**Tim Ferriss** (0:00)
Hello, boys and girls, ladies and germs. This is Tim Ferris. Welcome to another episode of The Tim Ferris Show. This episode is a brand new experiment called Meditation Monday. That means in addition to my long-form interviews each week, every Monday, I will be bringing you a short 10-minute or so meditation, which will help you for the rest of the week. Over this four-episode series, you'll develop a Zen toolkit specifically to help you find greater calm, peace, and effectiveness in your daily life. The teacher, Henry Shukman, has been on my podcast twice before. He is one of only a few dozen masters in the world authorized to teach what is called Sanbo Zen. I have found this particularly interesting and effective, and now he'll be your teacher. I've been using Henry's app, The Way, once, often twice a day, and it has lowered my anxiety more than I thought possible. As a listener of the show, you yourself can get 30 free sessions by visiting thewayapp.com. So if you like what you hear in these meditations, which will be valuable in and of themselves, you can get 30 free sessions by going to thewayapp.com/tim.

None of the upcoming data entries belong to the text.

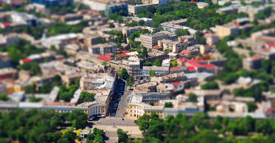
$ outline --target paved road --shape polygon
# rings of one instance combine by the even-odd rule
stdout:
[[[124,111],[125,110],[124,108],[127,108],[129,105],[129,103],[126,102],[126,100],[127,96],[131,94],[131,91],[129,91],[128,89],[129,87],[125,85],[124,88],[124,93],[123,96],[121,97],[121,101],[119,102],[119,103],[118,104],[118,107],[119,108],[119,110],[117,111],[118,112],[116,112],[115,117],[120,117],[121,114],[124,113]]]
[[[109,116],[109,115],[111,115],[113,111],[113,109],[114,109],[114,108],[118,108],[119,109],[119,110],[115,110],[115,116],[113,116],[112,117],[120,118],[121,114],[124,112],[124,111],[125,109],[124,109],[124,108],[127,108],[127,107],[128,107],[129,104],[128,102],[126,102],[126,98],[127,96],[131,95],[131,91],[129,91],[128,87],[126,86],[126,84],[125,84],[125,85],[124,86],[124,87],[123,88],[124,90],[123,95],[121,97],[121,100],[119,101],[117,107],[114,107],[114,104],[117,101],[117,99],[118,98],[119,98],[118,97],[118,95],[117,96],[115,100],[112,101],[110,105],[110,107],[111,108],[111,110],[107,111],[106,114],[106,115],[107,115],[107,116]],[[119,88],[120,87],[118,87],[117,88]]]
[[[99,123],[97,123],[97,122]],[[138,126],[135,123],[134,123],[133,119],[125,119],[124,120],[122,121],[120,118],[119,119],[113,119],[113,118],[106,118],[104,119],[100,119],[98,121],[94,121],[93,123],[89,123],[88,124],[89,127],[91,127],[94,125],[97,125],[100,126],[100,123],[101,123],[101,126],[113,126],[114,123],[115,123],[115,126],[127,126],[128,125],[129,127],[138,127]],[[128,125],[127,125],[127,123]]]

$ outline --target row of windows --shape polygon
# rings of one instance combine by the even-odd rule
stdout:
[[[145,111],[145,113],[150,113],[150,111],[148,111],[148,112],[147,112],[147,111]],[[159,112],[159,111],[157,111],[157,112],[156,112],[155,111],[151,111],[151,113],[153,113],[153,112],[155,112],[155,113],[158,113],[158,113],[159,113],[161,114],[161,113],[162,113],[162,111],[160,111],[160,112]]]

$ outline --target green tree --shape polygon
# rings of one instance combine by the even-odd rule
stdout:
[[[128,86],[131,88],[135,84],[135,80],[132,75],[130,75],[128,77],[127,79],[126,80],[126,86]]]
[[[40,91],[41,93],[43,94],[48,93],[51,91],[51,87],[47,84],[43,84],[41,86]]]
[[[8,11],[11,10],[11,6],[8,4],[5,4],[3,6],[2,10],[3,11]]]
[[[174,61],[172,62],[172,66],[173,67],[176,67],[178,65],[178,61],[176,60],[174,60]]]
[[[143,66],[152,66],[152,63],[151,63],[149,61],[147,61],[143,63],[143,64],[142,64],[142,65]]]
[[[149,105],[150,105],[151,106],[154,106],[155,105],[155,103],[153,102],[149,102]]]
[[[73,124],[72,127],[77,129],[82,129],[88,123],[88,115],[82,110],[74,110],[68,117],[68,119]]]
[[[114,28],[115,27],[115,25],[114,24],[112,23],[110,24],[109,25],[109,28]]]
[[[159,61],[159,60],[156,59],[155,61],[153,63],[153,64],[152,64],[152,66],[157,66],[158,67],[161,67],[161,63],[160,63],[160,62]]]
[[[145,47],[143,47],[142,53],[141,53],[142,58],[145,59],[148,56],[148,53],[147,52],[147,49]]]
[[[164,107],[166,108],[172,108],[173,107],[173,104],[171,102],[167,102],[164,103]]]
[[[118,128],[116,131],[117,137],[118,137],[118,143],[126,143],[128,141],[128,131],[124,131],[122,129]]]
[[[258,108],[257,105],[253,101],[249,101],[246,102],[246,105],[249,112],[254,112]]]
[[[138,24],[139,26],[143,26],[145,24],[144,20],[140,20],[138,22]]]
[[[189,94],[187,101],[189,102],[197,102],[197,95],[195,94],[191,93]]]
[[[126,34],[124,34],[124,35],[123,36],[123,38],[122,38],[122,40],[123,41],[123,43],[127,44],[127,37],[126,36]]]
[[[5,94],[0,94],[0,100],[4,101],[7,101],[10,99],[8,95]]]
[[[120,77],[124,79],[127,79],[129,75],[128,74],[128,72],[127,72],[127,70],[126,70],[126,68],[124,68],[121,69],[121,71],[120,72]]]
[[[194,123],[201,130],[210,127],[209,116],[207,114],[196,113],[194,114],[192,119]]]
[[[94,99],[94,94],[86,91],[82,91],[78,99],[78,103],[80,104],[86,102],[92,102]]]
[[[150,76],[154,76],[155,75],[157,75],[157,73],[156,73],[156,72],[154,70],[152,70],[151,71],[149,71],[149,75]]]
[[[218,89],[219,85],[216,82],[213,81],[201,85],[201,89],[202,90]]]

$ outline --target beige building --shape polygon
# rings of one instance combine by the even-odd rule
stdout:
[[[158,44],[158,40],[167,38],[169,36],[168,34],[162,33],[151,34],[146,33],[140,35],[139,38],[136,38],[135,41],[140,41],[141,45],[147,48],[152,48]]]
[[[216,35],[208,34],[205,35],[206,38],[206,44],[208,45],[214,45],[217,43],[219,40],[219,37]]]
[[[229,23],[222,25],[216,25],[217,29],[216,34],[220,38],[232,35],[236,36],[239,35],[239,31],[238,27],[232,23]]]
[[[158,46],[162,47],[164,50],[171,49],[173,53],[179,53],[188,46],[187,42],[180,43],[178,40],[172,41],[164,39],[158,41]]]

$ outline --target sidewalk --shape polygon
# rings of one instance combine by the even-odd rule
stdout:
[[[104,131],[106,131],[106,130],[108,131],[116,131],[117,129],[120,128],[122,129],[124,131],[128,131],[128,134],[131,134],[131,131],[132,134],[141,135],[142,132],[139,130],[138,127],[128,127],[124,126],[117,126],[115,127],[113,127],[112,126],[100,126],[100,125],[94,125],[93,126],[93,128],[91,130],[92,130],[94,128],[97,128],[101,130],[103,130]],[[106,129],[106,130],[105,129]]]

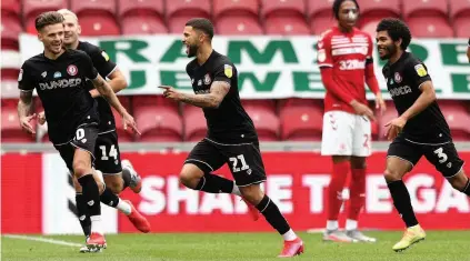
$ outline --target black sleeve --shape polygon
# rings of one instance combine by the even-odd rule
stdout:
[[[34,81],[31,74],[31,69],[24,62],[21,66],[20,73],[18,74],[18,88],[22,91],[32,91],[34,90]]]
[[[407,64],[406,73],[410,79],[411,87],[420,88],[424,81],[430,81],[431,77],[428,73],[428,68],[423,62],[417,59],[411,59]]]
[[[88,54],[93,61],[94,68],[97,68],[98,72],[102,78],[107,78],[112,71],[116,69],[116,63],[109,59],[108,53],[101,50],[98,47],[93,47],[90,49]]]
[[[216,71],[213,72],[213,81],[224,81],[230,84],[230,79],[233,77],[233,73],[234,69],[232,64],[222,63],[216,68]]]
[[[81,68],[83,68],[84,70],[84,77],[87,77],[90,80],[94,80],[98,78],[98,71],[94,68],[93,62],[91,61],[91,58],[86,53],[86,52],[81,52]],[[80,69],[81,69],[80,68]]]

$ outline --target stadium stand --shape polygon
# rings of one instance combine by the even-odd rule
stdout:
[[[69,8],[77,12],[82,36],[119,36],[181,33],[183,23],[193,17],[210,18],[216,32],[240,34],[320,34],[334,24],[331,0],[3,0],[1,6],[1,91],[10,97],[16,88],[21,32],[36,34],[33,20],[40,12]],[[416,38],[468,38],[469,0],[361,0],[359,27],[373,32],[383,17],[406,20]],[[200,110],[169,102],[156,96],[122,97],[121,101],[136,117],[141,137],[122,129],[117,117],[121,141],[197,141],[206,134],[206,120]],[[16,102],[2,99],[2,141],[33,142],[19,129]],[[319,141],[321,139],[322,101],[311,99],[247,100],[263,141]],[[393,108],[389,104],[389,108]],[[456,140],[469,140],[469,103],[442,102],[442,111]],[[41,106],[38,103],[36,111]],[[382,128],[394,110],[388,110],[372,124],[372,138],[384,140]],[[46,141],[47,133],[38,140]]]

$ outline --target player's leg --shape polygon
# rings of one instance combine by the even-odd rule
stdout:
[[[342,191],[348,178],[350,155],[352,154],[352,133],[354,116],[343,111],[329,111],[323,116],[321,154],[332,160],[331,181],[328,185],[327,228],[323,240],[353,242],[354,240],[339,230],[338,215],[343,204]]]
[[[261,190],[260,183],[266,181],[266,172],[259,144],[217,147],[226,157],[242,197],[254,205],[268,223],[282,235],[284,248],[279,257],[302,253],[302,240],[292,231],[278,205]]]
[[[463,171],[463,160],[459,158],[452,142],[427,147],[426,158],[442,173],[452,187],[470,197],[470,179]]]
[[[404,174],[411,171],[413,165],[419,161],[422,153],[423,151],[420,145],[412,144],[400,137],[390,144],[388,151],[384,178],[393,200],[393,205],[407,225],[403,238],[392,248],[397,252],[403,251],[426,238],[426,233],[414,215],[410,193],[402,180]]]
[[[87,239],[87,245],[102,248],[106,247],[106,240],[101,224],[100,189],[91,168],[97,137],[98,128],[94,124],[83,126],[77,130],[77,137],[70,144],[76,147],[73,174],[82,188],[82,195],[91,219],[91,233]]]
[[[231,193],[241,197],[234,181],[212,173],[226,163],[226,158],[208,140],[200,141],[188,155],[180,173],[180,182],[187,188],[208,193]],[[242,198],[242,197],[241,197]],[[242,198],[242,200],[244,200]],[[251,218],[259,218],[258,210],[247,203]]]
[[[103,177],[106,189],[100,197],[101,202],[118,209],[126,214],[131,223],[141,232],[150,231],[150,223],[136,210],[128,200],[122,200],[118,194],[124,188],[121,157],[118,145],[118,135],[114,131],[98,135],[94,147],[97,160],[94,167]]]
[[[377,239],[367,237],[358,229],[359,214],[366,203],[366,159],[371,154],[370,121],[356,116],[352,140],[351,184],[349,187],[349,209],[346,220],[346,234],[361,242],[376,242]]]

For the time being, please enjoy this Meditation Monday with Henry Shukman.
**Henry Shukman** (1:09)
Welcome to this meditation with me, Henry Shukman, on working with stress. Stress is a universal human phenomenon, and it's terribly widespread today in the way we are conditioned and socialized, and the way we lead our lives with a constant pursuit of productivity, et cetera. Many pressures on us all the time. I personally grew up with a lot of stress from a very difficult chronic illness throughout my childhood that was highly stressful. And the moment I started to meditate around the age of 25, it made a massive difference to how I dealt with stress. So I hope to share something of that right now. We might think of stress as a thing that we want to kind of eliminate. And there's a lot of research that meditation can greatly help with that. But it's a counterintuitive way. The way to reduce stress is not to fight it. It's actually to learn to allow it and include it. That is the meditative approach. So let's come into a comfortable seated position and we'll see how this can work. Yeah, get yourself settled. Find a comfortable position. Close the eyes or lower the gaze with the eyes open if you prefer that. Make any micro adjustments of the body that will help you settle in. Just be in a position that feels good to you right now.
Let's take a deeper inhale, fill the lungs, and slowly let it out. Let the breath turn and once again fill the lungs. Hold it a moment and slowly exhale. And one more time, filling the lungs, holding a moment and releasing. And letting the breath return to its natural rhythm. So we're going to begin by becoming aware of the body. Feel your feet on the floor or whatever surface is beneath them. Just sense the contact that they're making. Feel your seat below your buttocks and whatever they're resting on. Feel that contact and perhaps some pressure. And be aware of your head now. Just sense your head and let it be in a restful position.
Now, let your shoulders, arms and hands relax. Let them go slack. Let them hang like old ropes.
Let your legs also be completely relaxed, loose. So both arms and both legs are really at ease. They're not doing anything.
**SPEAKER_3** (4:39)
Slack.
**Henry Shukman** (4:43)
And let the whole torso, the chest area, the belly area, and the whole back of the body, let it all be relaxed, at ease. So just see if you can get a quick sense of the whole body. May almost be like a mental image of the whole body. Just sitting here, being still, and coming into its own state of rest.
So, stress shows up as a physical sensation in the chest. Some research suggests 94% of people experience stress in the chest area, if they look for it as a physical sensation. So just see now, how's your stress level right now? Can you sense any kind of sensation in the chest that might be associated with it? Perhaps a certain kind of tightness, or a certain heat, or sense of activation in the chest, or weight, or density? Then just back off from that and bring your awareness to the surface of your whole ribcage, the skin around your ribcage. Let that sheath around the ribcage become soft and warm, like warm wax. Let it be warm. And notice that in its softness and its warmth, it can contain and allow any other energies that are within the chest area. So whatever other kinds of energy may be subtly arising in the upper torso, this softness encircling them, softness of our ribcage and of the sheath around the ribcage that's warm and soft, it can hold all energies. It can allow them. So we're not actually trying to get rid of anything. We're developing or rediscovering our capacity to allow any sensations that are uncomfortable or uneasy. There's a way in which we can already be able to allow them and include them. It's as if there's a part of us that has an inbuilt capacity for patience, for a certain flavor of kindness, of compassion for ourselves.